Christie’s and Heritage Auctions have been locked in a bitter legal war since Heritage’s entire Luxury division team – three 20-somethings – up and jumped ship to Christie’s. According to the $60 million lawsuit that Heritage filed against Christie’s in June 2014, the world’s largest fine arts auction house poached Matthew Rubinger, 26, its key Hermès expert, and two other former-Heritage employees (also in their 20’s). Asserting claims of breach of contract and trade secret misappropriation, Heritage told a New York state court in the summer of 2014, that armed with $40 million in propriety information, Rubinger, Rachel Koffsky and Caitlin Donovan were enlisted to launch Christie’s very own Luxury Accessories division.

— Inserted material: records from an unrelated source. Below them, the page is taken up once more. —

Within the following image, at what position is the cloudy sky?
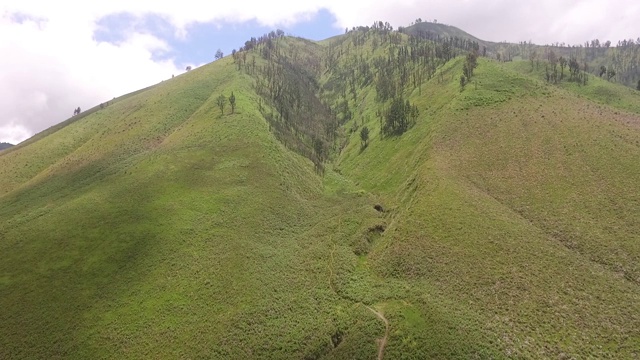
[0,0,640,144]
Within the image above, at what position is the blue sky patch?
[93,9,343,67]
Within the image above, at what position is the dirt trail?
[365,305,389,360]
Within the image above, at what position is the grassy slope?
[0,33,640,359]
[339,52,640,357]
[0,52,384,358]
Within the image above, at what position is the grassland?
[0,32,640,359]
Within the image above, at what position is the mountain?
[0,26,640,359]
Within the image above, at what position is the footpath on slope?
[364,305,389,360]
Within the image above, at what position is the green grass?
[0,35,640,359]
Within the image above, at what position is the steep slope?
[332,45,640,357]
[0,29,640,359]
[0,49,384,358]
[402,21,495,49]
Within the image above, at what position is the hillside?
[0,23,640,359]
[0,143,13,150]
[402,21,495,49]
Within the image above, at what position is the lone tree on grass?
[360,126,369,149]
[216,94,227,115]
[229,91,236,114]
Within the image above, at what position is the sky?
[0,0,640,144]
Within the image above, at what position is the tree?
[360,126,369,149]
[559,56,567,80]
[460,75,467,91]
[216,94,227,115]
[229,91,236,114]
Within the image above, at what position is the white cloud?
[0,0,640,141]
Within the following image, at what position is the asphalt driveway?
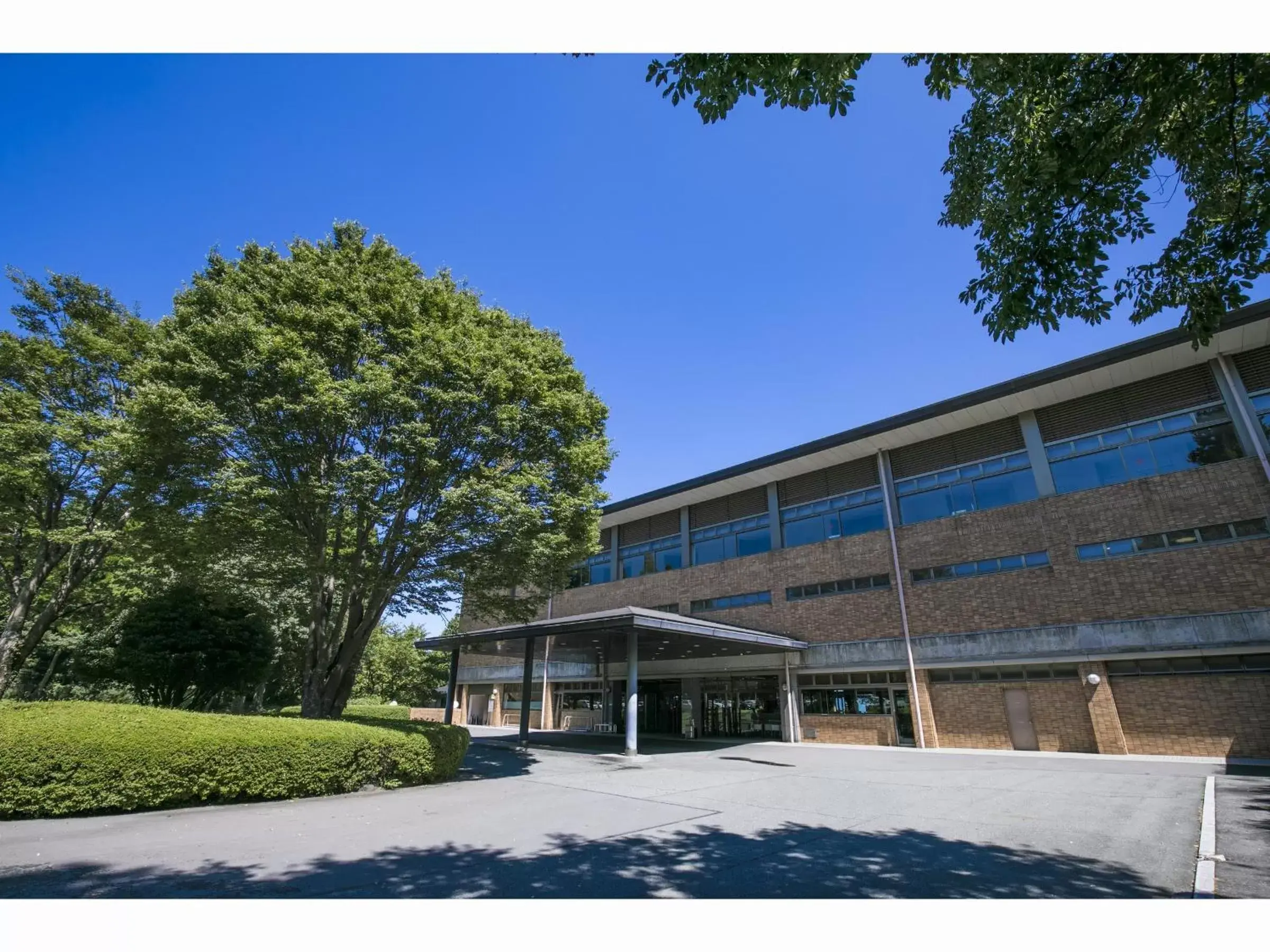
[0,730,1249,898]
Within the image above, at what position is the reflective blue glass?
[838,502,886,536]
[785,515,824,548]
[1049,450,1129,492]
[1150,433,1199,472]
[692,538,724,565]
[736,529,772,556]
[949,482,974,513]
[899,489,952,526]
[974,470,1036,509]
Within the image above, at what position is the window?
[691,513,772,565]
[691,591,772,612]
[1252,390,1270,437]
[928,664,1081,684]
[1045,404,1244,492]
[569,552,613,589]
[781,486,886,548]
[617,536,683,579]
[799,685,892,716]
[913,552,1049,583]
[1106,655,1270,676]
[785,575,890,602]
[895,453,1036,524]
[1076,517,1270,562]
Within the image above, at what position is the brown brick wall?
[1077,661,1129,754]
[930,684,1013,750]
[531,460,1270,641]
[930,680,1097,754]
[800,715,896,746]
[896,460,1270,635]
[1110,674,1270,756]
[542,532,901,641]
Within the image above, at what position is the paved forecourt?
[0,729,1234,898]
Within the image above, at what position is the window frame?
[1076,515,1270,562]
[1045,400,1244,495]
[895,450,1040,526]
[908,548,1054,585]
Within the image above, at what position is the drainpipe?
[1217,354,1270,480]
[539,596,555,730]
[877,450,926,748]
[785,654,799,744]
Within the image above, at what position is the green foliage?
[0,701,469,819]
[133,222,611,717]
[0,270,153,695]
[353,626,450,707]
[279,698,411,724]
[648,53,1270,345]
[114,584,273,708]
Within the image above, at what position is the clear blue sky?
[0,54,1270,635]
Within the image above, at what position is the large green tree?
[0,272,151,695]
[136,222,611,717]
[353,625,450,707]
[648,53,1270,344]
[114,583,274,710]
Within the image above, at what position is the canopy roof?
[414,606,808,661]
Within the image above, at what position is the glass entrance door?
[639,680,681,735]
[701,674,781,740]
[890,688,917,748]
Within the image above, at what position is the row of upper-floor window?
[574,391,1270,585]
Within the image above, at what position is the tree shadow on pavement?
[455,740,536,781]
[0,824,1168,899]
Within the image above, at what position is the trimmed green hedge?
[278,704,410,721]
[0,701,469,819]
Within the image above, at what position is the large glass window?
[895,453,1036,524]
[569,552,613,589]
[1076,517,1270,562]
[691,513,772,565]
[1045,404,1244,492]
[785,575,890,602]
[912,552,1049,583]
[781,486,886,548]
[617,536,683,579]
[688,591,772,612]
[1252,390,1270,437]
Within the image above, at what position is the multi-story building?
[429,301,1270,756]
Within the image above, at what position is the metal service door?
[1006,688,1040,750]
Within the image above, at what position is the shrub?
[114,584,273,707]
[0,701,469,819]
[278,701,411,724]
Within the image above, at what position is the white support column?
[877,450,926,748]
[626,627,639,756]
[767,482,785,548]
[1019,410,1055,496]
[1210,354,1270,480]
[679,505,692,569]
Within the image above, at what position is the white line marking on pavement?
[1191,777,1217,899]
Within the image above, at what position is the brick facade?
[1110,674,1270,756]
[803,715,898,746]
[930,680,1097,754]
[460,327,1270,756]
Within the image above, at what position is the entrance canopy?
[414,607,808,661]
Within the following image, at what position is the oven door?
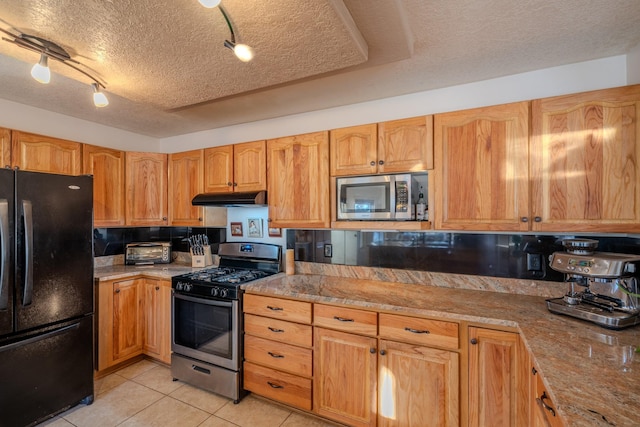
[171,291,242,371]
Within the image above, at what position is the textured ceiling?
[0,0,640,137]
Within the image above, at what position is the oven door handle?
[173,290,233,307]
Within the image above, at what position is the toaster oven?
[124,242,171,265]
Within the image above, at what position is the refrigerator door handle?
[22,200,33,305]
[0,199,11,310]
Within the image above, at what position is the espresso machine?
[546,239,640,329]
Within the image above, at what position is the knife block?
[189,245,213,267]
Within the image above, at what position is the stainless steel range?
[547,239,640,329]
[171,242,282,403]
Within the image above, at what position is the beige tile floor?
[40,360,342,427]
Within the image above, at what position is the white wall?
[160,55,627,153]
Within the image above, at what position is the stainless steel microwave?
[336,174,411,221]
[124,242,171,265]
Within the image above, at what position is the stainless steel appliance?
[0,169,94,426]
[124,242,171,265]
[171,242,282,403]
[547,239,640,329]
[336,174,412,220]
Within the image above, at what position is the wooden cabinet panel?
[379,313,459,350]
[329,123,378,176]
[378,340,460,427]
[469,327,526,427]
[82,144,125,227]
[313,304,378,336]
[430,102,529,231]
[244,335,313,377]
[244,311,313,347]
[168,150,204,227]
[313,328,377,427]
[233,141,267,192]
[0,128,11,167]
[267,132,331,228]
[125,151,167,226]
[204,145,233,193]
[244,362,311,411]
[531,85,640,233]
[378,116,433,173]
[243,294,311,324]
[11,131,82,175]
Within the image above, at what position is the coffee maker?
[546,239,640,329]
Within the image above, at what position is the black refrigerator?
[0,169,94,427]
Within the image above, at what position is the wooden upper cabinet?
[531,85,640,232]
[267,131,330,228]
[329,123,378,176]
[168,150,204,226]
[204,141,267,193]
[82,144,125,227]
[125,151,167,226]
[378,116,433,173]
[430,102,529,231]
[0,128,11,167]
[11,131,82,175]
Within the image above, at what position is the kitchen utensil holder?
[189,245,213,267]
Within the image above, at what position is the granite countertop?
[243,274,640,427]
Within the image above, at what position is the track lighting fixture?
[198,0,254,62]
[0,28,109,107]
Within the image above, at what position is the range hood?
[191,191,267,207]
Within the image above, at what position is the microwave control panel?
[396,181,409,212]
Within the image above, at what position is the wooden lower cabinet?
[468,327,528,427]
[96,277,171,371]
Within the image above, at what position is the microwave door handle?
[0,199,11,310]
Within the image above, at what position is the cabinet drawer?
[244,362,311,411]
[244,294,311,325]
[244,314,313,347]
[313,304,378,336]
[244,335,313,377]
[379,313,459,349]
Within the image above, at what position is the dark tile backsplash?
[93,227,227,256]
[287,230,640,281]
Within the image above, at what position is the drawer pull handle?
[404,327,431,334]
[268,351,284,359]
[536,391,556,417]
[267,381,284,388]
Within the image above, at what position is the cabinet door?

Fast forward to February 2018 and the New York State Supreme Court handed Heritage a mixed bag of a ruling. Judge Andrea Masley found, among other things, that Rubinger’s non-compete agreement with Heritage – which required that he not compete with Heritage in the U.S. for 24 months after he left his job – “is plainly reasonable and enforceable,” despite the defendants’ arguments that it is overly broad and thereby, unenforceable. As for whether Rubinger actually breached that non-compete is a matter for trial, as are the amount of damages caused as a result, if applicable.
Christie’s shipped the three Hermès experts off to work in its Hong Kong office, likely in order to avoid claims of breach of their non-compete agreements which were limited in scope to North America. They are, however, still in breach, per Heritage, as instead of working to launch a Far East-specific division, they have actually been developing Christie’s U.S.-based Luxury Accessories branch.
Also up for debate during the parties’ trial, which is schedule for this spring: Whether Christie’s “tortuously interfered” with Rubinger’s contract with Heritage, which was slated to last until December 2014, when it approached him to lure him away.
Judge Masley was willing to find that Rubinger did not breach the “non-solicitation” covenant in his contract when he convinced Koffsky and Donovan to join the rival auction house. She stated the such a clause would only apply if Rubinger had recruited them after his departure, which was not the case since the three all resigned on the same day in May 2014.
Still yet, up for determination at trial, among other issues: Whether Christie’s engaged in unfair competition with Heritage, as a result of Christie’s “wrongfully obtaining Heritage’s confidential information via Rubinger, Koffsky and Donovan,” including years of extensive training, important introductions to sources in Asia, as well as other insider information about the auction house’s expansion and branding plans.